Tailorable Abstraction: Simulating The Simulations
One lesson of chess engines is that if you let an AI play a game over and over enough times, it can learn to play as well as, or better than, a human. An while chess is too simple to be a realistic wargame, BAE scientist Marco Pravia told Breaking Defense, there are lots of better simulations available — many of them developed specifically for the Defense Department using detailed (often classified) data on real-world weapons systems.
“There is already a huge library of simulations that people have spent decades, in many cases, refining, [and] that planners already find already find useful,” Pravia said in an interview. So instead of running simulated chess games to train a chess bot how to win, you’re running the military-specific simulators over and over until the AI can start to see what patterns of choices lead to success.
Of course, Pravia acknowledged, there’s a catch: These military simulations are a lot more complex than chess, so they require a lot more computing power to run. While you can teach an AI to play chess through brute force trial and error, running millions of simulated chess games until it learns the statistical correlations between certain moves and checkmate, you can’t do that with military-specific simulations.
So BAE is taking a shortcut: Essentially, they’re simulating the simulations. Running a military simulator creates data that an AI can analyze. Give the AI enough of that data, and it can create a simplified version of the original simulation that captures the essential dynamics but abstracts away minor details. That simplified simulation-of-a-simulation — what BAE calls a “tailorable abstraction” — takes much less computing power to run, so you can run it over and over and over again, creating enough data for machine learning algorithms to analyze that output in turn.

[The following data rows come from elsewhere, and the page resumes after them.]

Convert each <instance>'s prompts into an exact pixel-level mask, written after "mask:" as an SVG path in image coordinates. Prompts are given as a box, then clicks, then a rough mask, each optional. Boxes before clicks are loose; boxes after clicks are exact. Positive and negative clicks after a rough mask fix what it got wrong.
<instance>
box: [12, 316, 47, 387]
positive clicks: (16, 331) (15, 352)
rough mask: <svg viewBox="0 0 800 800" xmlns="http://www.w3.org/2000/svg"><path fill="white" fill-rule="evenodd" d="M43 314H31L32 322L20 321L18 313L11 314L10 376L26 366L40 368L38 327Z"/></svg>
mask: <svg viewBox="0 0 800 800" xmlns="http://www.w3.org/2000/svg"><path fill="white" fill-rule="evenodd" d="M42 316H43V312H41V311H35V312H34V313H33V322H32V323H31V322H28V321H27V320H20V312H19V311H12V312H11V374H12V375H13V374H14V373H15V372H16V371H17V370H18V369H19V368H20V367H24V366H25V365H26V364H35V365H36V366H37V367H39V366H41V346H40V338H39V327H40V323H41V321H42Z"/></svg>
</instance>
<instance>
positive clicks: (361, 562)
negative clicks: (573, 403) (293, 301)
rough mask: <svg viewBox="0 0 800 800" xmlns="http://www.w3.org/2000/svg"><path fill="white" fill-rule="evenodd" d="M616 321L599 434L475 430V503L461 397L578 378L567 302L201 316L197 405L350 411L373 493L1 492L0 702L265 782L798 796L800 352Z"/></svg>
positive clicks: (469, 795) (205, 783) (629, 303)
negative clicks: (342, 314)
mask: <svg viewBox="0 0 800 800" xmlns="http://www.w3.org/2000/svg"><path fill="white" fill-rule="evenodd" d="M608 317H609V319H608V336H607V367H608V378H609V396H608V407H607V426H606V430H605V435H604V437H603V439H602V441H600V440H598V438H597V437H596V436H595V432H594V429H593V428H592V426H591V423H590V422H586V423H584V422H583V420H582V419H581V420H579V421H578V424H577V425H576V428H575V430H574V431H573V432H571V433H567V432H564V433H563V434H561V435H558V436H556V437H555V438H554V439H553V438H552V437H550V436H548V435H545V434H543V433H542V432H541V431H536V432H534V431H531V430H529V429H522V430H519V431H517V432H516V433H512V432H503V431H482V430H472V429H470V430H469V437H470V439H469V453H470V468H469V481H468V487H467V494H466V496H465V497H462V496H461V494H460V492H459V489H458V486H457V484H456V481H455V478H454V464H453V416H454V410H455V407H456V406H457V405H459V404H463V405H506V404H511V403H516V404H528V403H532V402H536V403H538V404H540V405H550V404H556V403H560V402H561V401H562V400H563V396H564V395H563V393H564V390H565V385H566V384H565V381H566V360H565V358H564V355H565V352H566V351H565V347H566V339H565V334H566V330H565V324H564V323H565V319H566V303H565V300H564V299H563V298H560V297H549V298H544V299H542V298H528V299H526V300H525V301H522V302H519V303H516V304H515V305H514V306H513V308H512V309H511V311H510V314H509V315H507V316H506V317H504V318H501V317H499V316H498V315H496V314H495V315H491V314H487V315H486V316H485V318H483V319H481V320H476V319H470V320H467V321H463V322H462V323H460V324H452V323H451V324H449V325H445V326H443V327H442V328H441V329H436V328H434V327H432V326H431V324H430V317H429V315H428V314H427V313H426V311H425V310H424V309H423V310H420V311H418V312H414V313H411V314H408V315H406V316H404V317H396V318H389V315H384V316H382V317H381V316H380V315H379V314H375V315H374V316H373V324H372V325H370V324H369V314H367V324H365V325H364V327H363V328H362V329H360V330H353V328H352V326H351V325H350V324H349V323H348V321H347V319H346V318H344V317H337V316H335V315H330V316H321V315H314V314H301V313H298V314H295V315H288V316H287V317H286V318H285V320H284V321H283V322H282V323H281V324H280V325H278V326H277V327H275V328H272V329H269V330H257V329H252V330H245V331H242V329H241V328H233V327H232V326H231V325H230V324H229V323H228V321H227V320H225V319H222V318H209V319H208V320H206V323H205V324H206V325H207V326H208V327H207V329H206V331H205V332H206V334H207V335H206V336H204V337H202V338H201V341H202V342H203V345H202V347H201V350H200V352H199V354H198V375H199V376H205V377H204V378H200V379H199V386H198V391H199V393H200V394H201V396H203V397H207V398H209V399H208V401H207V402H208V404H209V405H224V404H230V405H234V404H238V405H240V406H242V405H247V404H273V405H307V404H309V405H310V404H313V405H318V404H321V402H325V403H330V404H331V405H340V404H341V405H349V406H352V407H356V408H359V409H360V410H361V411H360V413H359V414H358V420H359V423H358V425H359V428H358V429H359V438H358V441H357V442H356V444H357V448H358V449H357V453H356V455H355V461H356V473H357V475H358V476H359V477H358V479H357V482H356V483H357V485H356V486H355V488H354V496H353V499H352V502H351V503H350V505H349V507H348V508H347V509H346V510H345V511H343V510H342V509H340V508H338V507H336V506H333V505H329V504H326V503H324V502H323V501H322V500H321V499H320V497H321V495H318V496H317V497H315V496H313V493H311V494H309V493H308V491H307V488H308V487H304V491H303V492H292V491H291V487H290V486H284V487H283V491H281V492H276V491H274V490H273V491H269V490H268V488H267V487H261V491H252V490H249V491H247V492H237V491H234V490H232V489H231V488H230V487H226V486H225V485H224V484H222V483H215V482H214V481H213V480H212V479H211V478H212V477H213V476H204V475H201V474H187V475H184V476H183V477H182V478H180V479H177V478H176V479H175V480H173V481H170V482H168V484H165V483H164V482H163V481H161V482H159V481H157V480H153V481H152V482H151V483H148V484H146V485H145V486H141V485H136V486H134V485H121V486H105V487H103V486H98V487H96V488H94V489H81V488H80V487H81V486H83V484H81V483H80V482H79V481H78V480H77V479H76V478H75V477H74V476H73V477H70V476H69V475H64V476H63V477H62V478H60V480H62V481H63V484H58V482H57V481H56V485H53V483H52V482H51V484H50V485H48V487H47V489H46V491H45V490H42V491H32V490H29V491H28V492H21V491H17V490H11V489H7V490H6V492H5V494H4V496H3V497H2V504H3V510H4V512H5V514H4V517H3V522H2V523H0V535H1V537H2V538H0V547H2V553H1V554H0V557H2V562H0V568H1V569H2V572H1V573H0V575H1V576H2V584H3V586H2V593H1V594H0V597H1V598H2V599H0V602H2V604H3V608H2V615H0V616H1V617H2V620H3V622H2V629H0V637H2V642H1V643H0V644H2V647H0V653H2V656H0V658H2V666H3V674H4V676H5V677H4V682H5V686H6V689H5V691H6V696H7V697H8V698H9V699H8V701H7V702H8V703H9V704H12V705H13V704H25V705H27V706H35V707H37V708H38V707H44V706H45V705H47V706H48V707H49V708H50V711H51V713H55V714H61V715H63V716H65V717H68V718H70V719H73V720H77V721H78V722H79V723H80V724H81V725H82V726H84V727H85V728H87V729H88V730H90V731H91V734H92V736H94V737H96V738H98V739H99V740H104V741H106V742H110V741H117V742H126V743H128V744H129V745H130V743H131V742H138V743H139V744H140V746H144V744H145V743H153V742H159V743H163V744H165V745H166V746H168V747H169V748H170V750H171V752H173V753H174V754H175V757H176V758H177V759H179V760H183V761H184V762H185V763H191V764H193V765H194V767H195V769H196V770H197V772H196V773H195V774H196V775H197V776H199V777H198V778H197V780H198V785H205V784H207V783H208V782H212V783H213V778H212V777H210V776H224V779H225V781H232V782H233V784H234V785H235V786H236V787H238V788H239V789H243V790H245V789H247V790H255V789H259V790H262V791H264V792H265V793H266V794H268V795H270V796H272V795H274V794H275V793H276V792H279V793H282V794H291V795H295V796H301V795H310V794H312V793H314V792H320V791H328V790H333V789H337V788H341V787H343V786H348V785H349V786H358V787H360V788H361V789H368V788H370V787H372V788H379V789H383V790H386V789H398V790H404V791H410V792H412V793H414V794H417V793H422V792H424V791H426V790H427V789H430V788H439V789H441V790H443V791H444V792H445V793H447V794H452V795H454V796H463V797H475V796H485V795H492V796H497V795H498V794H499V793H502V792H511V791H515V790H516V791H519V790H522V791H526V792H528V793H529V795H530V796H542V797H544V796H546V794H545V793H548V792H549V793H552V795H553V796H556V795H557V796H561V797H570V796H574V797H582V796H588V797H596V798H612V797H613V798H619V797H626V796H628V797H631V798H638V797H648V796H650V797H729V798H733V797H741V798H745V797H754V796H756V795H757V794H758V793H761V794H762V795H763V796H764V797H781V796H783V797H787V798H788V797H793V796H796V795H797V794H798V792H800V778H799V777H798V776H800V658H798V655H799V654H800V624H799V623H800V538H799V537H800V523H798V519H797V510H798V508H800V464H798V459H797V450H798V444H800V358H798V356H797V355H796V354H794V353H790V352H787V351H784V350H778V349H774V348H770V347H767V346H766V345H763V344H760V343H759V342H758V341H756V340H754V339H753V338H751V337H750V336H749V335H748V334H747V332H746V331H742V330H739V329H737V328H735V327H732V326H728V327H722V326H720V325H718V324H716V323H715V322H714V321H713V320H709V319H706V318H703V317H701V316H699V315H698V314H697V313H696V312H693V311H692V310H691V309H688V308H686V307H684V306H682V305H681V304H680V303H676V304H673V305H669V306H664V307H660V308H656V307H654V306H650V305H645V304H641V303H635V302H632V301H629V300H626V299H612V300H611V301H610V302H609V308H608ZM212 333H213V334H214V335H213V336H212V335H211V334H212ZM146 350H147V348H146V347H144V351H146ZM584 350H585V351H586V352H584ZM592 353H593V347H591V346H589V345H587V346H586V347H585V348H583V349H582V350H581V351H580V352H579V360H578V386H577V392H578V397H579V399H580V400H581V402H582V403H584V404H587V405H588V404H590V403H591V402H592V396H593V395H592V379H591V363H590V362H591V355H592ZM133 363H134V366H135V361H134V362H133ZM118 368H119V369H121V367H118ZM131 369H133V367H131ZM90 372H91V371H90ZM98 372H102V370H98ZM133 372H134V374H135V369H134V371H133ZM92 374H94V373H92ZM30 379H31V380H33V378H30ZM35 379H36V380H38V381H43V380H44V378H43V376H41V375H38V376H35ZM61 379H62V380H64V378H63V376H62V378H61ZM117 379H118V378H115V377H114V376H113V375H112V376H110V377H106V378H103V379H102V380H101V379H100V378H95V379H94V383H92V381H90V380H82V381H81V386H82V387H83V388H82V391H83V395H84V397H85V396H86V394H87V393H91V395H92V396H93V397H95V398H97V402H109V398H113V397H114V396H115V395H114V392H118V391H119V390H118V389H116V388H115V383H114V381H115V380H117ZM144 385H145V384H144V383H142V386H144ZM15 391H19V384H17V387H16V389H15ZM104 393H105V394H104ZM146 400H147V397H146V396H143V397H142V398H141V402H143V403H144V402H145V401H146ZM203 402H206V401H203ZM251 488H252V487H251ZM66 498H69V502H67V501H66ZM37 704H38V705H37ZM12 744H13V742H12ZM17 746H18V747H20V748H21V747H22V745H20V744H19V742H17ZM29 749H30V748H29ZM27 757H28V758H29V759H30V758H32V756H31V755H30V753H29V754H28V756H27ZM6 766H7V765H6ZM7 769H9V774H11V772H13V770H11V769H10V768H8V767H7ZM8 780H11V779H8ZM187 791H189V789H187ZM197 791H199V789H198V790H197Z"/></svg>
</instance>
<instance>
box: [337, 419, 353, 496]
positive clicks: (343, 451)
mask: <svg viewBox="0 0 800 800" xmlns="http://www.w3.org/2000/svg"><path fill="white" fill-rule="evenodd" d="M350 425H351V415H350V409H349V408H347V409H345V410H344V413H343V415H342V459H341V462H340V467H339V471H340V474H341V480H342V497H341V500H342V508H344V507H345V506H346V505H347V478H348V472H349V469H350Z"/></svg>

But, when you’re simplifying the original simulation into the “tailorable abstraction,” how do you know you’re only getting rid of trivial details, not essential ones? That’s a judgment call, Pravia acknowledged, one that must be made by expert humans.
In essence, it’s a layer cake of AI and human expertise: Humans create the underlying simulations, AI generates the simulations of the simulations, and humans tune those tailorable abstractions to meet specific purposes.
And how will DARPA evaluate if any of these three approaches works? By feeding the results back to human beings.
“We’re having [military] planning experts look at the outputs and say, ‘actually, that was kind of useful’” – or not, Kofford said: “Ultimately, it’s going to be up to planners to let us know if we’re wasting time or helping them.”